Let’s face it. ISB. PGP Programme. Pretty intensive (and expensive) course.
Correction. It’s a FREAKING expensive course. So it better teach us something we don’t know already. Now that we are a week into the core courses, what exactly have we learned?
An update:
Jhataak colour shirts are good for you…
…especially if you sit in the last row. It helps get professor’s attention and you have a higher probability of blessing the class with your arbit inputs. Long hands help, but since you can’t do much about them, try that outrageous shirt.
Sunk costs…
You like girl. You spend time. You spend money. Girl turns out to be a bitch.
Your time and money = sunk cost.
Fuck it. Chase another bitch…err… I mean… girl
Deadlines are magicians!
It’s like the Big Daddy of all. The moment we hear it approaching, groups settle their disputes, ideas pop out, reports jump out of nowhere. Seriously, it’s the classic Bollywood scene where brats turn into angels and say, ‘Papa aa gaye! Papa aa gaye!”
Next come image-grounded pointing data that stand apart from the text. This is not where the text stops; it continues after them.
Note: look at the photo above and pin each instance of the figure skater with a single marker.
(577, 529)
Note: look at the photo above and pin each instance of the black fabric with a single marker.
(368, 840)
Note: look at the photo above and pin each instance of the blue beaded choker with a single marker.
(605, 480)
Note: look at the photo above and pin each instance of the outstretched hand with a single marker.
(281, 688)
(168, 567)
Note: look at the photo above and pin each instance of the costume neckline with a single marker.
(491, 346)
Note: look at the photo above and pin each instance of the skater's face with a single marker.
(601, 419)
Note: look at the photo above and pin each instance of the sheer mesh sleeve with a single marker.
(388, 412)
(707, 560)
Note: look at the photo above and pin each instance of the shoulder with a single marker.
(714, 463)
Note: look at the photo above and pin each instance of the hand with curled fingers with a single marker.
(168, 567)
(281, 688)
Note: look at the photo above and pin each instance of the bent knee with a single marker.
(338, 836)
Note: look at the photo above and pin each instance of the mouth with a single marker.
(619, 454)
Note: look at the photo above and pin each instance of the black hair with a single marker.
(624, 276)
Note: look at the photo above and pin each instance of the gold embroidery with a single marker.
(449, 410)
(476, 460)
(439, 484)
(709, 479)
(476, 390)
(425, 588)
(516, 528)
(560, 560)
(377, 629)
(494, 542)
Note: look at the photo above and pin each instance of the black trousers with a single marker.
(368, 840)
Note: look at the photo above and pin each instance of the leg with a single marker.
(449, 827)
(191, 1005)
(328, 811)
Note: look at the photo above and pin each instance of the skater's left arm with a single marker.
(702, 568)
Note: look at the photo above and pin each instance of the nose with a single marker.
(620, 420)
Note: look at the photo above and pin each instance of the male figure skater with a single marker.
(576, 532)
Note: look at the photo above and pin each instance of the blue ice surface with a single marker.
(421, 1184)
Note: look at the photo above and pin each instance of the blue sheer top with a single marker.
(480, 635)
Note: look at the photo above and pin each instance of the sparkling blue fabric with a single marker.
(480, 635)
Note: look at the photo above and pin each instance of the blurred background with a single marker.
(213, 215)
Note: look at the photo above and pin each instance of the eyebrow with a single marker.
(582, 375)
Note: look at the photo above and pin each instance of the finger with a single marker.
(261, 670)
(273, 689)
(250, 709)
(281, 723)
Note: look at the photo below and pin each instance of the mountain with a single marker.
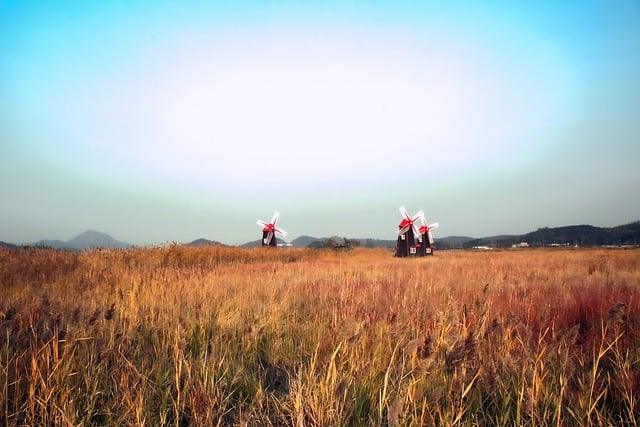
(5, 245)
(86, 240)
(95, 239)
(55, 244)
(581, 235)
(204, 242)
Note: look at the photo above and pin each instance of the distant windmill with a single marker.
(427, 247)
(408, 234)
(269, 229)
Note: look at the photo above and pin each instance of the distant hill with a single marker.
(204, 242)
(95, 239)
(85, 240)
(55, 244)
(6, 245)
(580, 235)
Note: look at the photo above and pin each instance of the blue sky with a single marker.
(171, 121)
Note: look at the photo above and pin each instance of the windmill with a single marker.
(427, 246)
(408, 233)
(269, 229)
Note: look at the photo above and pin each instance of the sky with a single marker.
(166, 121)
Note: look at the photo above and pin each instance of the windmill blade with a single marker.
(404, 213)
(267, 239)
(416, 233)
(274, 220)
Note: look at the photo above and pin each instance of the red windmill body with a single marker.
(427, 247)
(408, 234)
(269, 229)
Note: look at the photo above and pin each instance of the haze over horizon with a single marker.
(171, 121)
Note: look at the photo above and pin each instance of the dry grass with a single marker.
(228, 336)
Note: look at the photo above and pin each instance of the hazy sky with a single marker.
(170, 121)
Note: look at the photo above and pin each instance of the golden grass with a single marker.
(229, 336)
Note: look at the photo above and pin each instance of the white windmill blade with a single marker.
(274, 220)
(416, 232)
(404, 213)
(403, 230)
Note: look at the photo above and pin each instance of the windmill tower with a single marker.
(269, 229)
(408, 234)
(427, 247)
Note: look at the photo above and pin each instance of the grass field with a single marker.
(228, 336)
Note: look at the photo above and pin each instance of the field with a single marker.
(228, 336)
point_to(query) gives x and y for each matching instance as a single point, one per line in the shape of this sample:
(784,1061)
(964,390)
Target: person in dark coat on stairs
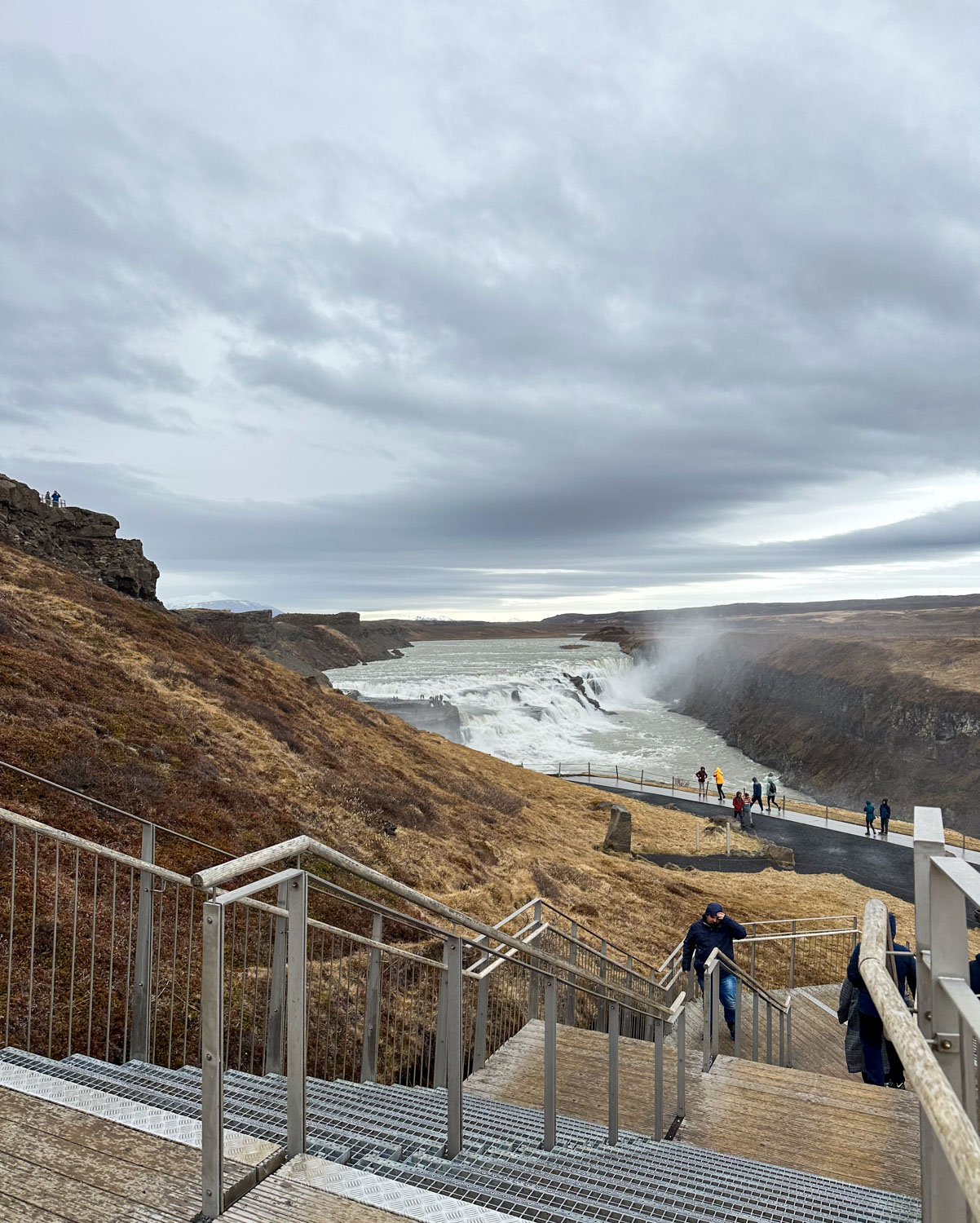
(713,929)
(870,1025)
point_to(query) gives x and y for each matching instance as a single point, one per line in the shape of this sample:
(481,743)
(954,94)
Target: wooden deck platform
(61,1164)
(814,1118)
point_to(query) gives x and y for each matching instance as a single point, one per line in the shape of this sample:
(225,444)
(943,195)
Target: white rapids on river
(515,704)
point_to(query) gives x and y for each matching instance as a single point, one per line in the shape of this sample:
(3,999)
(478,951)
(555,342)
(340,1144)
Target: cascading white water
(551,722)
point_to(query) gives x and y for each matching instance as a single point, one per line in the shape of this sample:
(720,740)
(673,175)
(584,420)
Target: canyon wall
(845,718)
(306,643)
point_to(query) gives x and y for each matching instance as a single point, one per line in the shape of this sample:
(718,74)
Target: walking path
(713,806)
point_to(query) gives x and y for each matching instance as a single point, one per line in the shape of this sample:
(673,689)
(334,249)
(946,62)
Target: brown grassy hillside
(144,711)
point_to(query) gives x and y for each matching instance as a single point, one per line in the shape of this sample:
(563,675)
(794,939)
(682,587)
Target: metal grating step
(398,1132)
Love can also be in a hurry!
One week into the core courses and the dating game has already begun. Who says love takes time? Or is it love? Don’t know. Don’t care.
Peacocks are annoying
Peacocks are no longer silent birds that walk around looking pretty. They scream. And they don’t care if you were up till 4 in the morning working on a case study. They still choose to exercise their vocal cords from 6 AM onwards.